Senhores secretários de estado,

O PCP tomou a iniciativa de convocar esta audição perante a escalada de preços dos combustíveis, que prejudicam a vida do povo, a sobrevivência de muitas MPME, com efeitos desastrosos também nos preços dos bens de consumo.

É preciso começar por dizer que este aumento de preço tem um carácter especulativo, e só vai beneficiar os lucros milionários das petrolíferas, se não houver coragem política para enfrentar os grandes interesses.

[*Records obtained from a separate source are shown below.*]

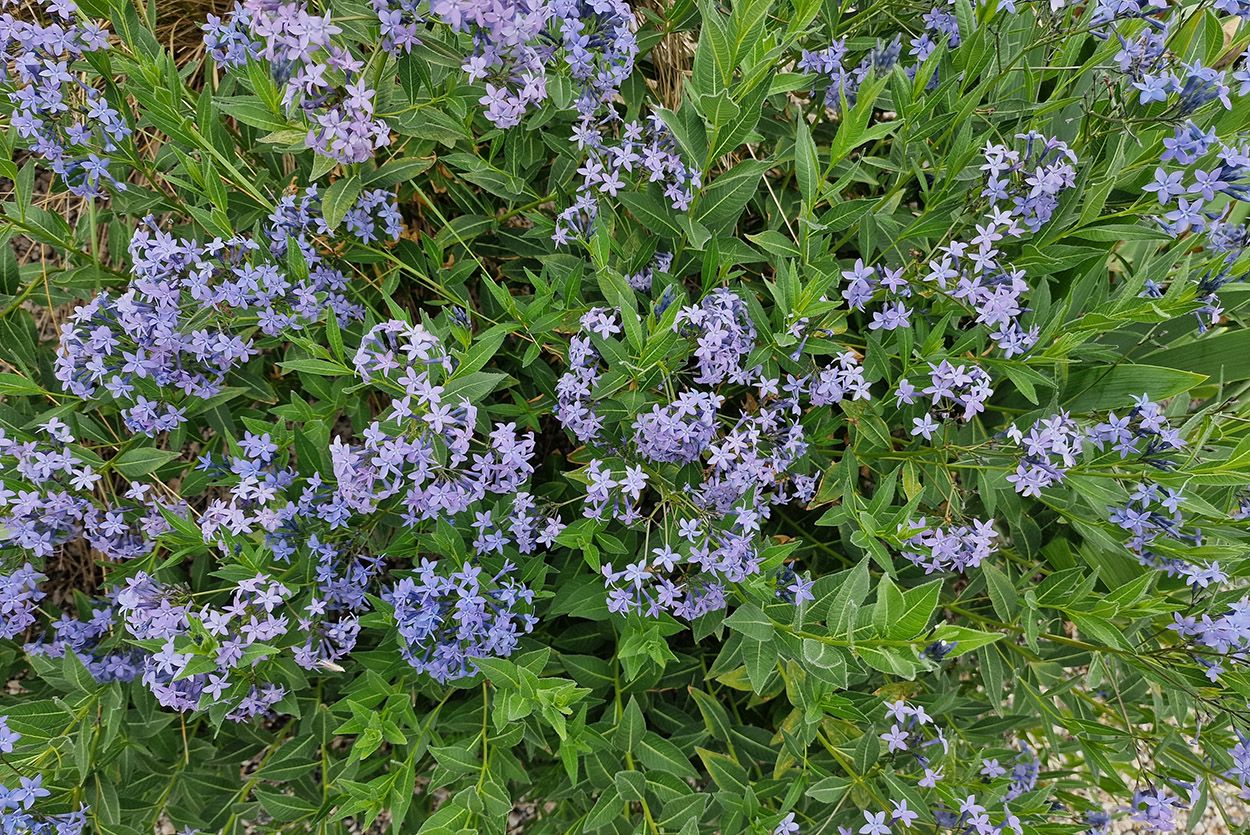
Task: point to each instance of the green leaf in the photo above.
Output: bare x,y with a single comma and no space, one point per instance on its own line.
751,621
339,199
396,171
320,368
1003,594
724,200
806,164
1098,388
965,639
658,753
141,461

As medidas apresentadas pelo Governo são insuficientes, quer porque do ponto de vista fiscal ficam aquém da resposta necessária, quer porque sem regular os preços, nada garante que qualquer alívio fiscal não seja total ou parcialmente absorvido pelas petrolíferas, limitando os efeitos reais no preço que é pago pelos consumidores.

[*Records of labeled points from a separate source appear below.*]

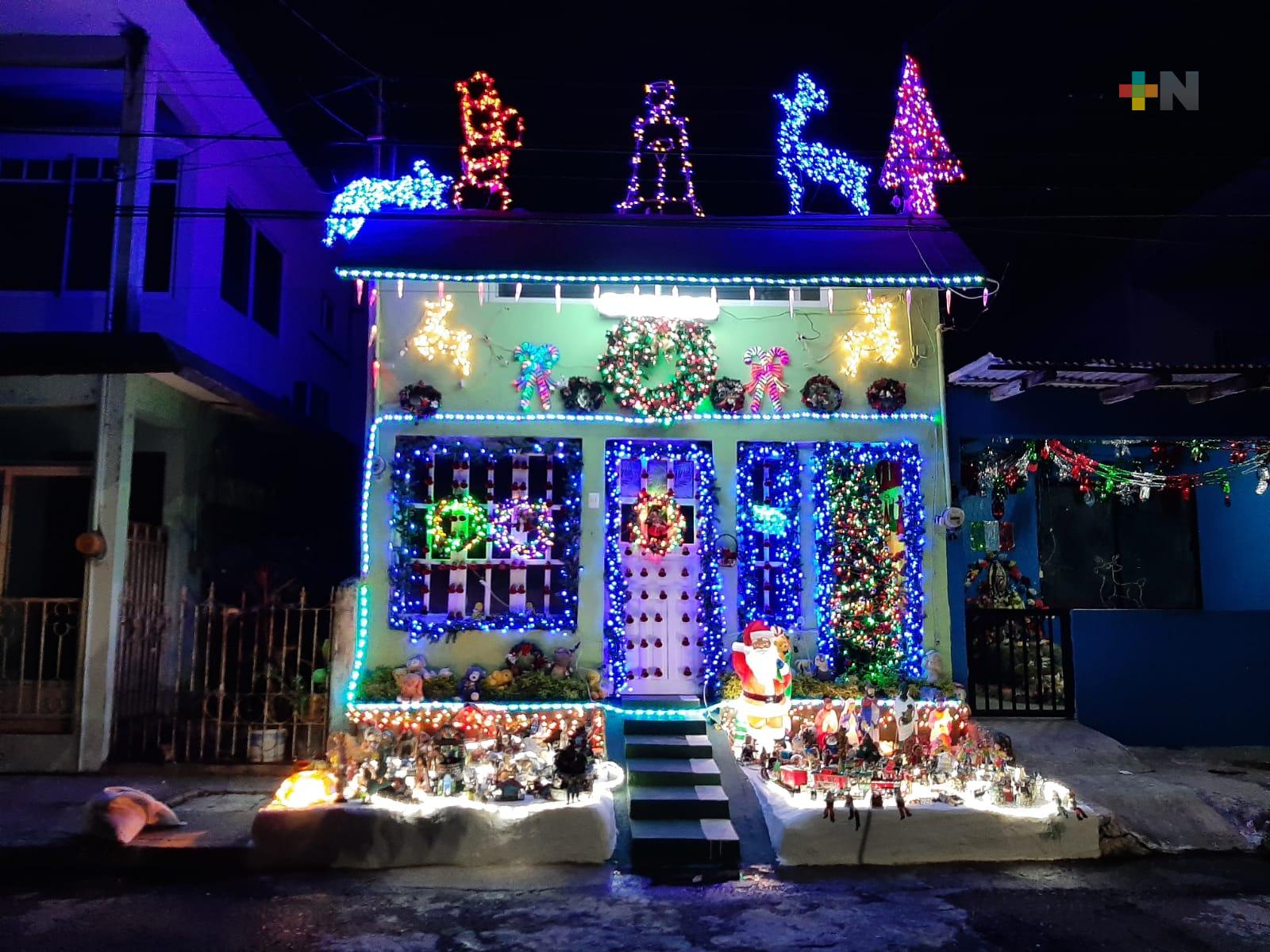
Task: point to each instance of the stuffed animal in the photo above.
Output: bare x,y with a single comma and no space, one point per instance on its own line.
595,687
525,658
563,664
822,670
470,689
410,679
501,678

O problema dos preços tem de ser abordado em três componentes: a cotação internacional, as margens, e a fiscalidade.

Começando nas cotações internacionais, porque é aí que está a origem deste brutal aumento.

É preciso questionar este modelo, baseado nos índices Platts da Praça de Roterdão, um índice construído por uma consultora privada, a partir da informação dada pelas próprias petrolíferas, sem qualquer escrutínio, e que determina o preço de referência.

É por causa deste sistema de cotações especulativo que temos este absurdo: o preço do petróleo aumenta um dia; logo a seguir aumentam os preços dos combustíveis, quando esses combustíveis foram já refinados há meses, a partir de petróleo comprado a um preço inferior.

Depois, temos as margens.

A comunicação da ENSE do passado mês de julho é clara: em 2020 e 2021 as margens das petrolíferas foram em média superiores às de 2019, atingindo o máximo do período analisado.

Diz ainda a ENSE que é a margem bruta que explica o aumento que então se verificava, e que entretanto se agravou.

Basta pensarmos: como é que é possível que quando o barril de petróleo atingiu o seu valor máximo histórico – em julho de 2008, acima de 140 dólares – o gasóleo era vendido a 1,41 €; e agora, que o petróleo chegou aos 130 dólares no dia 7 de março, o gasóleo está a ser vendido quase a 2 euros.

Há aqui quem esteja a ganhar (e muito!) à custa desta especulação!

Neste momento, a Galp está com margens de refinação na ordem dos 9,8 dólares por barril de petróleo refinado, quando o normal nos meses homólogos do ano anterior era de 2 ou 3 dólares, tendo chegado a 7 dólares em alturas extraordinárias.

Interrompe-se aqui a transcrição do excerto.